Other astronomy data strongly suggests that if there is dark matter at all, it should have a mass that is about 2000 times lighter than an electron and about 2000+ times heavier than neutrino, i.e. about 2000-3000 eV/c^2. So, the LUX data isn't really so much of a surprise, but puts another nail in the coffin of dark matter ideas already disfavored by other indirect evidence.

Maju said...

Oops, just deleted my comment because I realized that what I understood first was simply wrong after Mitchell's comment and a re-read of your entry (I did not see your reply then).

You have edited the original entry, right? Either that or I was quite dense when I read it first because I got exactly the wrong interpretation (>5 GeV/c² instead of <5 GeV/c²). My apologies.

... "it should have a mass that is about 2000 times lighter than an electron and about 2000+ times heavier than neutrino"...

Any idea of what kind of particle could have that kind of weight? I can't think of any fundamental particle that fits the requirements, so, if anything, it should be some sort of e-neutrino aggregate (but such thing isn't known to exist, is it?)

andrew said...

The $64,000 question in particle physics is what would have that weight.

No known particles are anywhere close. A composite particles from mesons to baryons to glueballs to tetraquarks to pentaquarks to atoms to molecules are too heavy. All charged leptons (electrons, muons, tauons) are too heavy as would any hypothetical composite particle made of leptons. All neutrinos are too light. Gluons and photons and hypothetical gravitons have zero rest mass (and the dynamic mass of gluons is far too great), and W and Z bosons and the Higgs boson are far too heavy.

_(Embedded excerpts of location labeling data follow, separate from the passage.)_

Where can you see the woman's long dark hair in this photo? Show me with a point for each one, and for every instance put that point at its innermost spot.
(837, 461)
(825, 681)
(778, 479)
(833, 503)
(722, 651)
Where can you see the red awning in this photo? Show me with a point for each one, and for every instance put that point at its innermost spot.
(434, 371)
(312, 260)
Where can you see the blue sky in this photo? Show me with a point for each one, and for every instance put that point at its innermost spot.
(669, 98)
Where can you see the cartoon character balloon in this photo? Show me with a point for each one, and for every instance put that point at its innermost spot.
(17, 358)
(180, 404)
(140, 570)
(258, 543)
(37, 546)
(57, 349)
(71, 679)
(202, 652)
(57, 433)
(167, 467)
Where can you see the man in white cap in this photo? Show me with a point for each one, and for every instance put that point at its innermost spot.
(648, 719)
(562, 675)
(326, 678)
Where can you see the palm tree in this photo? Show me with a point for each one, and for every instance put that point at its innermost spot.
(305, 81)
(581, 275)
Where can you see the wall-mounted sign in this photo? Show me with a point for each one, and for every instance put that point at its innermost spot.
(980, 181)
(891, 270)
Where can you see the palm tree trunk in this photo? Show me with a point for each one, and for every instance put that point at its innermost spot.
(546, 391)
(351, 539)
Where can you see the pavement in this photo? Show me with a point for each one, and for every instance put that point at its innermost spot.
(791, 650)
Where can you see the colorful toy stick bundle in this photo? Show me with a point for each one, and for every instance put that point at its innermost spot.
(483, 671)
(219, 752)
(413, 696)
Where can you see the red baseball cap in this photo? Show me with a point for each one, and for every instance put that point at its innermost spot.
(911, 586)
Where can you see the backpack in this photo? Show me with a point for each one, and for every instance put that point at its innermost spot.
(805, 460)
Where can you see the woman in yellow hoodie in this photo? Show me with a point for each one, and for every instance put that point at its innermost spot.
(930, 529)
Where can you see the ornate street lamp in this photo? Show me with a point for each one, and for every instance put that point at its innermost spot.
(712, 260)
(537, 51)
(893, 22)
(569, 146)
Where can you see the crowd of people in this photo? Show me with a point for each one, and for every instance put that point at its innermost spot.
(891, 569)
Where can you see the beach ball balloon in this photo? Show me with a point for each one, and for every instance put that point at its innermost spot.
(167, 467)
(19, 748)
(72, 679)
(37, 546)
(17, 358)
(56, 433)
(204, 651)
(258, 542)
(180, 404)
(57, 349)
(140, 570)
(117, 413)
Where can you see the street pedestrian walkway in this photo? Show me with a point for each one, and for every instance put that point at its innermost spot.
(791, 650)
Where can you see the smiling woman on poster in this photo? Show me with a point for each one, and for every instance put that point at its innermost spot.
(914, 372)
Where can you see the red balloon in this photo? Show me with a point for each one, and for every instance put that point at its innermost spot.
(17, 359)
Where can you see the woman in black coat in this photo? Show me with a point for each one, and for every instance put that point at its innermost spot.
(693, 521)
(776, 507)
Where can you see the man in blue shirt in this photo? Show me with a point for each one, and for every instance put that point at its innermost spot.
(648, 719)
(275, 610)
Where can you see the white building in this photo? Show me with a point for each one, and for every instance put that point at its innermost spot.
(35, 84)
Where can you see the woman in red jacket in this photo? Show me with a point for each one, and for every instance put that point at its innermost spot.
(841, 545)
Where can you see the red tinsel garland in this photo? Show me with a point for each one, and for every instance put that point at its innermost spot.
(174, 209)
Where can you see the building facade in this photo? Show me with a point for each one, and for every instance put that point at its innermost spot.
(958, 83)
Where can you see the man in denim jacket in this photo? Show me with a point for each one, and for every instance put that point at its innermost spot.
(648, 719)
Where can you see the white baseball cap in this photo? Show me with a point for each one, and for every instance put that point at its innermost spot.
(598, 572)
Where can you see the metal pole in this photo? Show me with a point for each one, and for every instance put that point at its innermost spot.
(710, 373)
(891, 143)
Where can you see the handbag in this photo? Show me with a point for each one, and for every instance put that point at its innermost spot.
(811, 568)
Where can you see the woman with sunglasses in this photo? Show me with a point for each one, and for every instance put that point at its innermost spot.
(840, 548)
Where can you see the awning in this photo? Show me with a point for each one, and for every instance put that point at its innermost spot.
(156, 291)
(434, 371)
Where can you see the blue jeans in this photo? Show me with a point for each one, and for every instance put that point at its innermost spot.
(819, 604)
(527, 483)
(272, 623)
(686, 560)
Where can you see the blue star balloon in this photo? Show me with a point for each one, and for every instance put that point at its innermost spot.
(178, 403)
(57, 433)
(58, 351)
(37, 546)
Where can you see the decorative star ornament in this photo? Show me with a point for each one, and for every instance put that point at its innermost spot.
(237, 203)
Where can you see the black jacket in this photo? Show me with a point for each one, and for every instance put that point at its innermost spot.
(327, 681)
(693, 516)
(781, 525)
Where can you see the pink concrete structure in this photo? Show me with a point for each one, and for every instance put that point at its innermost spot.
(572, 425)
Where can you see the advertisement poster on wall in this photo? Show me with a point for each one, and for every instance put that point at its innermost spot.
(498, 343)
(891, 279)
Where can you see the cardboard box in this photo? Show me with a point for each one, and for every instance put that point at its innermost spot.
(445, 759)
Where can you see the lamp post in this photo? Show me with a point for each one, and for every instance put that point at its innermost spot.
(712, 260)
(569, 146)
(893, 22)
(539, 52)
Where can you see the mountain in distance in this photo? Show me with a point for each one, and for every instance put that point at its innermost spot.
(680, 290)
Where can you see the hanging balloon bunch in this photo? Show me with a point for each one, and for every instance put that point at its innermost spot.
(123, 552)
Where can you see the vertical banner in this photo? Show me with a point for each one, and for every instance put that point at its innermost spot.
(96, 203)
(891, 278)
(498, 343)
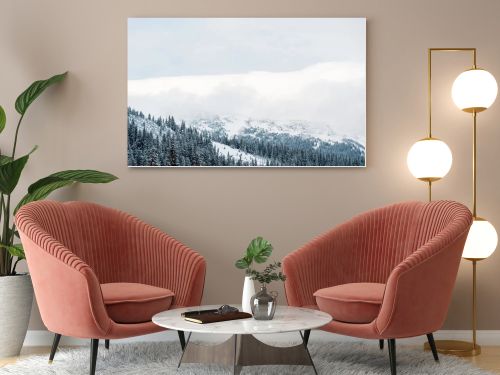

SUSY superpartners (apart from the gravitino) are ruled out for masses of less than 5 GeV by and large by the LHC (SUSY purists would disagree).

Mitchell rightly notes that a right handed neutrino might, or some larger class of "sterile neutrinos" unrelated to any existing particle in the existing Standard Model particle zoo.

Axions, generally speaking are too light (anything up to about 10 eV would look like an additional neutrino type in cosmic background radiation, e.g., and would obliterate galaxy level structure in the universe). Neutrino condensates have been advanced but not very convincingly.

Pretty much any dark matter candidate has to come "out of nowhere".